Мы зашли за дерево, Демьян взял у Васи гитару, а ему дал свой длинный плащ. Прикрывая его с трёх сторон, мы благополучно покинули гудящий улей, что у Дворца Спорта
        По пути к Джимкери мы набрали всякого бухла и кое-какой закуски, и, поскольку стола у этого комика не было, мы разложили всё это на сдвинутые стопки книг. Сами же расположились на полу, вокруг. Через какое-то время, все, как обычно, рассортировались по  парам, и что-то гнали друг другу, дым стоял коромыслом, на улице уже заметно потемнело. Тарантино  торчал на балконе и плевал вниз. Затем заглянул в комнату и спросил у Джимкери заплетающимся языком:
               - Слышь, Джим, я поссу с балкона?
               - Да поссы, какие проблемы.
Тарантино расстегнул ширинку и начал ссать с балкона, но только не вниз, на улицу, а в комнату, прямо на ковёр. Джимкери разразился трёхэтажным матом и ломанулся к балкону, где Тарантино уже улёгся и тут же мирно захрапел. Он, видно, ещё до нас хорошо набрался.

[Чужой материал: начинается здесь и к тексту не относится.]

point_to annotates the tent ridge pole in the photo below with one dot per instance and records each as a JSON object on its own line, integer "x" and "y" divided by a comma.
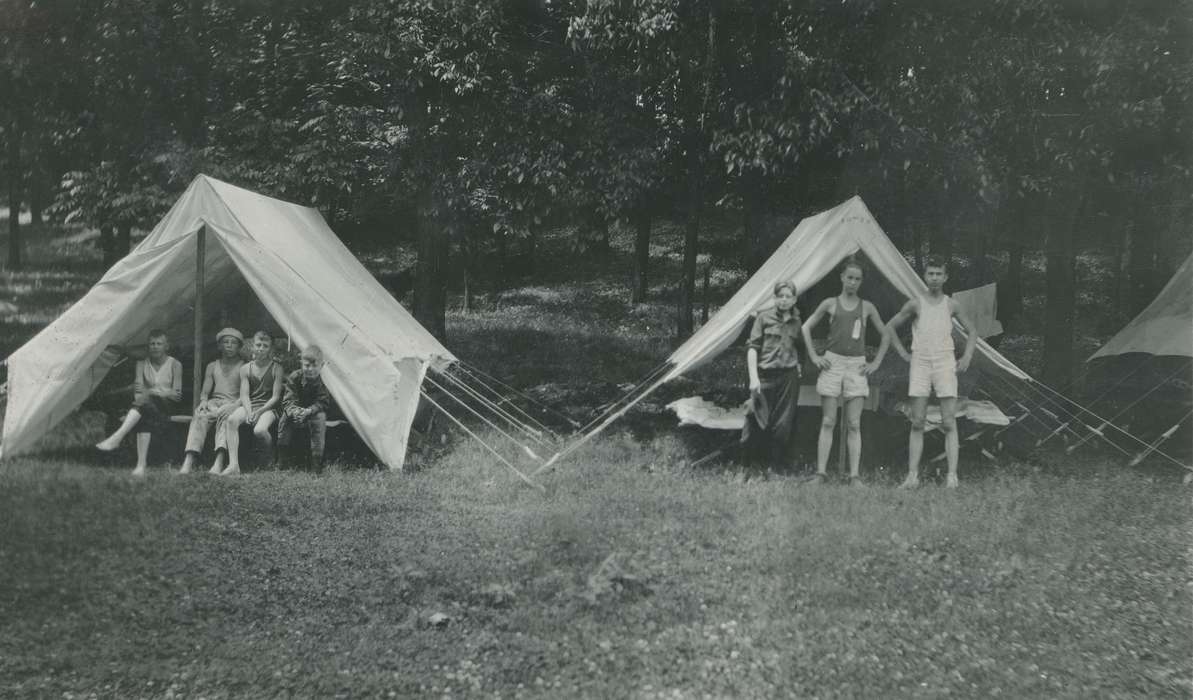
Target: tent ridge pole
{"x": 199, "y": 279}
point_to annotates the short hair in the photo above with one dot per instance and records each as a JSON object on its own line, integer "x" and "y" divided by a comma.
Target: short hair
{"x": 854, "y": 264}
{"x": 313, "y": 352}
{"x": 779, "y": 286}
{"x": 935, "y": 261}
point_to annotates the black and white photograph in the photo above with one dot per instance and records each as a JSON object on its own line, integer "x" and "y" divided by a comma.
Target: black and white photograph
{"x": 595, "y": 348}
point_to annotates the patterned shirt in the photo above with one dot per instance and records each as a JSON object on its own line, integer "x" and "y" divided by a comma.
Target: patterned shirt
{"x": 774, "y": 339}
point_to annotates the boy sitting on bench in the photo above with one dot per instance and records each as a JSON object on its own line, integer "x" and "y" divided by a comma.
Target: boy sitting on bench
{"x": 304, "y": 406}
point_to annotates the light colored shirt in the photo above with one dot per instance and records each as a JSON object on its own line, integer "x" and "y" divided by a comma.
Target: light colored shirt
{"x": 933, "y": 329}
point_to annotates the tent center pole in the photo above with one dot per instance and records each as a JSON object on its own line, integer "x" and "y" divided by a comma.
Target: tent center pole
{"x": 199, "y": 278}
{"x": 841, "y": 439}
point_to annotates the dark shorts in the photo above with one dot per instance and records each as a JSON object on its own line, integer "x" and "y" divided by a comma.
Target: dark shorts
{"x": 770, "y": 428}
{"x": 154, "y": 412}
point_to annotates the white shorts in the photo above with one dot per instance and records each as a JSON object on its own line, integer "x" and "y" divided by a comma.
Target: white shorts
{"x": 933, "y": 372}
{"x": 844, "y": 377}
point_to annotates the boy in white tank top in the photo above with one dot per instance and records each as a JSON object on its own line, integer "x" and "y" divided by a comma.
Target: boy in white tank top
{"x": 933, "y": 364}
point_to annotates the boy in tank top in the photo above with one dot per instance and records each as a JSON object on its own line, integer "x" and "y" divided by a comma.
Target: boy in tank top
{"x": 260, "y": 392}
{"x": 844, "y": 366}
{"x": 218, "y": 397}
{"x": 933, "y": 365}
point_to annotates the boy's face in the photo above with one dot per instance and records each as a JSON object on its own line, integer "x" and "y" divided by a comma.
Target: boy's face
{"x": 310, "y": 367}
{"x": 851, "y": 280}
{"x": 261, "y": 348}
{"x": 785, "y": 299}
{"x": 158, "y": 347}
{"x": 935, "y": 278}
{"x": 229, "y": 346}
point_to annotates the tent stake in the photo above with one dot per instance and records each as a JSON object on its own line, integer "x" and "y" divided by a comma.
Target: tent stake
{"x": 199, "y": 278}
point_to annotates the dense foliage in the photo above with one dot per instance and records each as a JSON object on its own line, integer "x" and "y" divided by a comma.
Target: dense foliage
{"x": 469, "y": 127}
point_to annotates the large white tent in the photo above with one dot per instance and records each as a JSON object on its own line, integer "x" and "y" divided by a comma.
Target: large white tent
{"x": 813, "y": 251}
{"x": 1148, "y": 366}
{"x": 311, "y": 285}
{"x": 1164, "y": 327}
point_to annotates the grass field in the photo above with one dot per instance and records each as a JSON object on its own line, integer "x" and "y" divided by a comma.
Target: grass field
{"x": 634, "y": 575}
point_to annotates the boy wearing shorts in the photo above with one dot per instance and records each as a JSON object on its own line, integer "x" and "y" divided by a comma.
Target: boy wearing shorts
{"x": 156, "y": 390}
{"x": 218, "y": 398}
{"x": 933, "y": 364}
{"x": 304, "y": 403}
{"x": 844, "y": 366}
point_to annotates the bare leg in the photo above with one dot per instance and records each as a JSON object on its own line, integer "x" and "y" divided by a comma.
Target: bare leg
{"x": 915, "y": 441}
{"x": 263, "y": 437}
{"x": 853, "y": 434}
{"x": 112, "y": 441}
{"x": 232, "y": 438}
{"x": 142, "y": 453}
{"x": 828, "y": 425}
{"x": 952, "y": 444}
{"x": 217, "y": 465}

              - Вот, долбоёб,- возмутился Джимкери. Затем проследовал в угол, где у него кучей лежали тома классиков марксизма- ленинизма, оставшихся от былых времён. Он  разложил их в том месте, где Таранино нассал,  прикрыв мокрое пятно на ковре.
         В продолжение всей пьянки Вася всё время играл на гитаре. Памперс, никогда не видевшая вблизи  гитарного гения, раскрыв рот, поглощала влюблёнными глазами местную звезду. Демьян же ревновал и от злости скрипел зубами. Не выдержав, он начал всем втирать, что научится играть, как Мирошниченко, за несколько месяцев. Мы скептически замахали руками: «Ладно тебе, Вася-то не первый год играет». Памперс напрочь забыла о существовании Демьяна, и тот, обозлённый, вскоре ушёл.
Ещё через пару часов почти все отрубились, и только парочка, Памперс и Вася, обнимались в углу. Мне спать не хотелось и я потихоньку ретировался.
         Глотнув на улице свежего воздуха, я пешком зашагал к    Демьяну, благо, жил он в нескольких остановках. Дома я застал его спящим, с забинтованными руками. Мать Демьяна сидела на кухне и  всхлипывала в платочек.
             - Марь Степанна, что случилось,- разволновался я
             - Да вены он… порезал
             - Во дурак-то…
             -То-то, что дурак, из-за девки, видать, что ли…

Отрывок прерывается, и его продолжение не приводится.